Ao crescer me deparei com um cenário averso aos principais mandamentos bíblicos. Um ambiente dotado de hipocrisia, ira e julgamentos. Isso despertou em mim repulsa de tais condutas e afastamento da religião, e também o rompimento de um relacionamento com Deus.
Um fato que também contribuiu para isso é e foi minha orientação sexual. Sou homossexual, portanto sou alvo das principais críticas e ofensas evangélicas.
Nesse tempo distante tive contato com pessoas de outras religiões, estudei algumas outras e o que mais me chamou a atenção foram as semelhanças das colunas que sustentavam essas religiões.
Em todas elas o amor cumpre papel de destaque.
Pois então, nossa sociedade capitalista que só, incentivadora da competição, semeadora da individualidade e que presencia a extinção de costumes para uma convivência melhor entre os povos, como por exemplo o respeito, deveria ser o alvo da influência desses praticantes religiosos.
Porém o que me parece mais ocorrente é o inverso. Igrejas cada vez mais empresariais, templos inflados de orgulho, soberba e intolerância. Lobos com suas fantasias de cordeiros imaculados.
Considero a igreja (instituição) um lugar de cura, comunhão e adoração a Deus. Além de ser uma escola de profetas. Sendo um lugar de cura, aqueles que estão enfermos merecem e devem sim ser acolhidos. Logo, todos os membros encontram-se em situação de igualdade, já que todos somos pecadores e sujeitos a erros. Estamos todos em tratamento.
Com isso não vejo razão para homossexuais serem agredidos, mulheres serem envergonhadas, e cidadãos seguidores de outras crenças serem rejeitados. Todos, sem exceção merecemos ser acolhidos e beneficiados pela paz e amor presentes nessa casa.
Devemos então nos pôr como servos e imitadores de Cristo. Levando-os ao caminho da vida, ao bálsamo que cura todas as feridas, a fonte de alegria, príncipe da paz.
Para mim esse é o papel da igreja na sociedade. Ser sal e luz.

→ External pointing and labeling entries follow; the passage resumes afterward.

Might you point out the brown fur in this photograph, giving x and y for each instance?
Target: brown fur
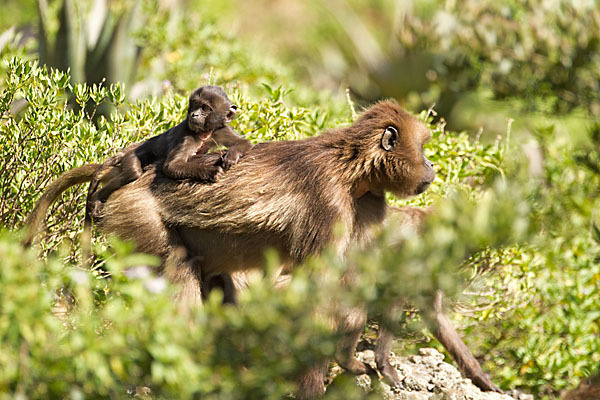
(35, 220)
(182, 149)
(284, 195)
(289, 196)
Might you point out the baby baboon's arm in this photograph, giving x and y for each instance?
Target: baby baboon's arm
(236, 144)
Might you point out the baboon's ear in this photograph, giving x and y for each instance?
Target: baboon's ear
(231, 113)
(389, 138)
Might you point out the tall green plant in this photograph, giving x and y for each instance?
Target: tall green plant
(94, 39)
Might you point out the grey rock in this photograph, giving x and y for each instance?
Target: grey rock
(426, 377)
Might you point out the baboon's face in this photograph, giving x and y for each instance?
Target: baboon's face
(209, 109)
(396, 141)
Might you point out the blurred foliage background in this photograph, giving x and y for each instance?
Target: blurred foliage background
(516, 142)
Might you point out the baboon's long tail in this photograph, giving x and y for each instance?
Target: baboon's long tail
(76, 176)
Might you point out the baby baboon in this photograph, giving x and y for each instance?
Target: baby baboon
(182, 148)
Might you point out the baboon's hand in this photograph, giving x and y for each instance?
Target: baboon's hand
(231, 157)
(483, 382)
(210, 173)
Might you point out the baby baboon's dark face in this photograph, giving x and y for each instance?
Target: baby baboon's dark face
(209, 109)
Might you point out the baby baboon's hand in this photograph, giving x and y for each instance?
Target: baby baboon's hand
(231, 157)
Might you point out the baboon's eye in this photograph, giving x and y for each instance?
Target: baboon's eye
(389, 138)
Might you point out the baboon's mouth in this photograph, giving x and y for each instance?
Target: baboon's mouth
(422, 187)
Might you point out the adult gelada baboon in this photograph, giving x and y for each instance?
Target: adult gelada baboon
(285, 195)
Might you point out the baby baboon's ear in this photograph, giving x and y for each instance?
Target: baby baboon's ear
(231, 113)
(389, 138)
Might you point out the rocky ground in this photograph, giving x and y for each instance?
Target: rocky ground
(427, 377)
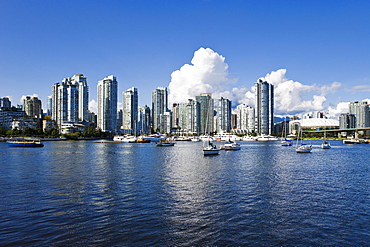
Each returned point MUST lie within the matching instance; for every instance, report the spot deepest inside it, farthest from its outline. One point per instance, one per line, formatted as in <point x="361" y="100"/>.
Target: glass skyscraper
<point x="107" y="104"/>
<point x="264" y="107"/>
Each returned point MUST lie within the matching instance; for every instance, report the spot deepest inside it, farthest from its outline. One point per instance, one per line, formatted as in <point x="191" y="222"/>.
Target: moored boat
<point x="33" y="143"/>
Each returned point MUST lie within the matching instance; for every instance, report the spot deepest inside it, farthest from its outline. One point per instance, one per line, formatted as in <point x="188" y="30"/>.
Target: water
<point x="119" y="194"/>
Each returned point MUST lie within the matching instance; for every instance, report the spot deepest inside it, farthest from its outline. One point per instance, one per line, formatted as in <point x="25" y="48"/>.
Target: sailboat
<point x="301" y="147"/>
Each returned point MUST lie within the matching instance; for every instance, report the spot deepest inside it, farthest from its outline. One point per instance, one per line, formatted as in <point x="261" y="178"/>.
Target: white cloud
<point x="293" y="97"/>
<point x="207" y="73"/>
<point x="360" y="89"/>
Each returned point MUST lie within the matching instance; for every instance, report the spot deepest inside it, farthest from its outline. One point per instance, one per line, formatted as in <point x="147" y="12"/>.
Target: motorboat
<point x="125" y="138"/>
<point x="325" y="145"/>
<point x="210" y="149"/>
<point x="31" y="143"/>
<point x="286" y="142"/>
<point x="231" y="146"/>
<point x="165" y="143"/>
<point x="304" y="148"/>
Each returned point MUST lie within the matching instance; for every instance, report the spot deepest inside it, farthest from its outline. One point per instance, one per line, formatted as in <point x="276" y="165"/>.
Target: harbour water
<point x="81" y="193"/>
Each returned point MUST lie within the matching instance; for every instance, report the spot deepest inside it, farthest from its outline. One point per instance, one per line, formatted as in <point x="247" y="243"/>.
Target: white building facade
<point x="130" y="110"/>
<point x="107" y="104"/>
<point x="264" y="116"/>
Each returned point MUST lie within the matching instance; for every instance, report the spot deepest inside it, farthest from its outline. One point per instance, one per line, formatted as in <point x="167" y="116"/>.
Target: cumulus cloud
<point x="207" y="73"/>
<point x="360" y="89"/>
<point x="293" y="97"/>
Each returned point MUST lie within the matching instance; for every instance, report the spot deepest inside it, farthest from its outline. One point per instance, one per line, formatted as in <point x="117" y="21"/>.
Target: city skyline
<point x="317" y="50"/>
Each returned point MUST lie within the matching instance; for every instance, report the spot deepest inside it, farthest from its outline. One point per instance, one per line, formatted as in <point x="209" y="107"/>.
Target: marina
<point x="127" y="194"/>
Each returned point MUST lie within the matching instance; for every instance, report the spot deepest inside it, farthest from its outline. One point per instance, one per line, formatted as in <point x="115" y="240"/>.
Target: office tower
<point x="107" y="104"/>
<point x="130" y="110"/>
<point x="49" y="110"/>
<point x="206" y="112"/>
<point x="32" y="107"/>
<point x="361" y="112"/>
<point x="223" y="115"/>
<point x="5" y="103"/>
<point x="245" y="118"/>
<point x="144" y="120"/>
<point x="264" y="107"/>
<point x="189" y="117"/>
<point x="70" y="100"/>
<point x="347" y="121"/>
<point x="175" y="115"/>
<point x="165" y="124"/>
<point x="83" y="96"/>
<point x="159" y="106"/>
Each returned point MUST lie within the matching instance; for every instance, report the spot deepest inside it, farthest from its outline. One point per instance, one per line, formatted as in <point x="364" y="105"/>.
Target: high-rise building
<point x="5" y="103"/>
<point x="189" y="117"/>
<point x="70" y="100"/>
<point x="83" y="96"/>
<point x="361" y="112"/>
<point x="49" y="110"/>
<point x="107" y="104"/>
<point x="264" y="107"/>
<point x="347" y="121"/>
<point x="130" y="110"/>
<point x="159" y="106"/>
<point x="223" y="115"/>
<point x="144" y="120"/>
<point x="175" y="115"/>
<point x="32" y="107"/>
<point x="206" y="112"/>
<point x="245" y="118"/>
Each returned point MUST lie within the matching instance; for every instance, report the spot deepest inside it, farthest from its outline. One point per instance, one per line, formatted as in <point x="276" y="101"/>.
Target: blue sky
<point x="143" y="42"/>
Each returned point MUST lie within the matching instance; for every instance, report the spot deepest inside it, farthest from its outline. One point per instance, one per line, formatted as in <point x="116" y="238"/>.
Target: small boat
<point x="125" y="138"/>
<point x="165" y="143"/>
<point x="209" y="148"/>
<point x="231" y="146"/>
<point x="325" y="145"/>
<point x="30" y="143"/>
<point x="304" y="148"/>
<point x="286" y="142"/>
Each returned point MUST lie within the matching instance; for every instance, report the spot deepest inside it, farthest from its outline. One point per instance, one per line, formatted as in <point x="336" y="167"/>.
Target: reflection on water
<point x="85" y="193"/>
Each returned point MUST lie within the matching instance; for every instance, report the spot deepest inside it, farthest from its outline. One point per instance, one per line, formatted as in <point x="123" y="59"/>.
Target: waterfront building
<point x="49" y="109"/>
<point x="32" y="107"/>
<point x="107" y="104"/>
<point x="189" y="117"/>
<point x="70" y="100"/>
<point x="223" y="115"/>
<point x="206" y="112"/>
<point x="264" y="115"/>
<point x="130" y="110"/>
<point x="361" y="112"/>
<point x="9" y="115"/>
<point x="245" y="118"/>
<point x="165" y="123"/>
<point x="347" y="121"/>
<point x="144" y="120"/>
<point x="175" y="115"/>
<point x="5" y="103"/>
<point x="159" y="107"/>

Quanto ao meu relacionamento com Deus? Eu não vejo razão alguma para me afastar de uma pessoas tão linda e perfeita como Ele. Ele em qualquer forma e compreensão. Quero mais ser tomado por seu espírito e ser influenciado por seus mandamentos de amor. De modo que possa contribuir com uma sociedade justa, repleta de pessoas que se importem umas com as outras, que valorizem as coisas e momentos simples. Que amem.
Quando a igreja começar a viver o amor de Deus. Então testemunharemos o avivamento da igreja. E amar não quer dizer concordar com o pecado, nem aceitá-lo. pois esse não é o nosso papel. Amar também é apontar o caminho certo, apontado nas escrituras sagradas. Mas aceitando a liberdade de escolha de cada um.